İran Cumhurbaşkanı Reisi'nin önceki gün gerçekleşen helikopter kazasında hayatını kaybetmesi üzerine bölgeye dikkatler çevrildi. Reisi'nin ölümünden sonra, İran'da 50 gün içinde seçimlerin yapılması planlanırken, ülkenin yeni cumhurbaşkanı belirlenecek. Ancak Batı medyası, Reisi'nin İran'ın 85 yaşındaki ruhani lideri Hamaney'in yerine geçebilecek güçlü adaylardan biri olduğunu vurguladı.
Reisi'nin vefatının ardından, İran'ın ruhani lideri Hamaney'in yerine geçebilecek adayların sayısının azaldığını belirten ABD merkezli medya kuruluşu Bloomberg, "İran Cumhurbaşkanı İbrahim Reisi'nin bir helikopter kazasında hayatını kaybetmesi, yönetimin başına kimin geçeceği sorusunu gündeme taşıdı. Reisi'nin 85 yaşındaki ruhani lider Ayetullah Ali Hamaney'in yerine geçmesi bekleniyordu, ancak ölümü Orta Doğu'daki en güçlü pozisyonlardan birinin geleceği açısından da ciddi sonuçlar doğurdu" yorumunda bulundu.
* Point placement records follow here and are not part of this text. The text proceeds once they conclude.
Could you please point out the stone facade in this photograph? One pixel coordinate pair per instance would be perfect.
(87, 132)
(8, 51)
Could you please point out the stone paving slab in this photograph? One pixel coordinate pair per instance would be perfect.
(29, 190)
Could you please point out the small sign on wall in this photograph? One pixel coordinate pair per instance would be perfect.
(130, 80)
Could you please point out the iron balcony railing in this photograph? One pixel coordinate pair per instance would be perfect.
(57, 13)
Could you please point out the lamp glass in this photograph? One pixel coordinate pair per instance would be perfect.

İran'da Velayet-i Fakih olarak bilinen ruhani lider, ülkenin en yüksek makamında yer almakta ve devletin tüm önemli kararlarında nihai yetki sahibidir. 1979'daki İslam Devrimi'nden sonra oluşturulan bu mevkiye sadece erkekler aday olabilmektedir. İran'da cumhurbaşkanı ise dört yılda bir yapılan seçimlerle belirlenmekte olup, ülkenin yürütme organının başı olarak hükümetin kontrolünü elinde bulundurmaktadır.
Bloomberg, İran'ın siyasi yapısında Hamaney'in yerine kimin geçeceğinin açıkça tartışılmadığını belirtirken, Reisi'nin yanı sıra Hamaney'in oğlu Mücteba Hamaney'in de potansiyel adaylardan biri olduğunu bildirdi. Reisi'nin ölümünün, Mücteba'nın babasının koltuğunu devralma yolunu açtığı ifade edilirken, bunun ülke için tehlikeli bir durum olabileceği vurgulandı. Zira, 1979'daki İslam Devrimi sırasında monarşik bir yapıya karşı durulmuştu. ABD medyasındaki haberlerde, Mücteba'nın hükümette herhangi bir resmi görevi olmadığına dikkat çekilirken, ülkenin ruhani lideri olabilmek için geniş bir destek tabanının gerekli olduğu da belirtildi.